Naturally it has a camera, both photo and video, now standard equipment on any self respecting phone, as well as the ability to play music, and even a built in FM radio to tie me into NPR. (Hey, Apple - when will you let people play with the deactivated radios in YOUR phones? Oh, never mind - I realize that will not happen until there's a way to make them pay for it.)

But the thing that really brought me up short was pushing the little icon that said "Voice Dialing." A window opened up that said "Listening ..." like the ship computer on Star Trek used to say. I assumed I would have to record the sound of my voice saying a name and then train the phone to identify this with an entry in my address book. But when I said my wife's name a moment later her phone number appeared on screen ready to dial. The phone understood me!
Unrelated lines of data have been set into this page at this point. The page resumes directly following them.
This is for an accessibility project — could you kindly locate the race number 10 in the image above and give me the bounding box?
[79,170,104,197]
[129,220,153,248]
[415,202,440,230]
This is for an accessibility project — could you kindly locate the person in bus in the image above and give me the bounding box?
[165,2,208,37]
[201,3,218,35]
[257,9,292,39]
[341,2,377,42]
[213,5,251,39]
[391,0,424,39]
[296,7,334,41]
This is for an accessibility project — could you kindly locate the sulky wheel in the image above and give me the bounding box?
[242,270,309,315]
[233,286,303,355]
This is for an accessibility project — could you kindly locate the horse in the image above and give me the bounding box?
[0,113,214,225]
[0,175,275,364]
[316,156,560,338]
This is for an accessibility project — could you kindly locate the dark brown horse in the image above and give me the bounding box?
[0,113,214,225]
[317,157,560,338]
Like I said. The "how long has this been going on" feeling. Last time I paid any attention to voice recognition software it was an expensive application that demanded a desktop computer with plenty of horsepower and didn't work very well even then. Apparently now a phone has all the horsepower needed for this, and it works pretty well. I guess I should have caught on from all the recent conversations I've had with phone answering robots when I call the phone company.

So, for you in the future, to whom Implanted Direct Cerebral Communication (or IDCC) is commonplace, and to whom the very idea of a "phone" is so arcane that it requires explanation, just remember where you came from. And remember too, that even your wonderful toys will someday become laughable.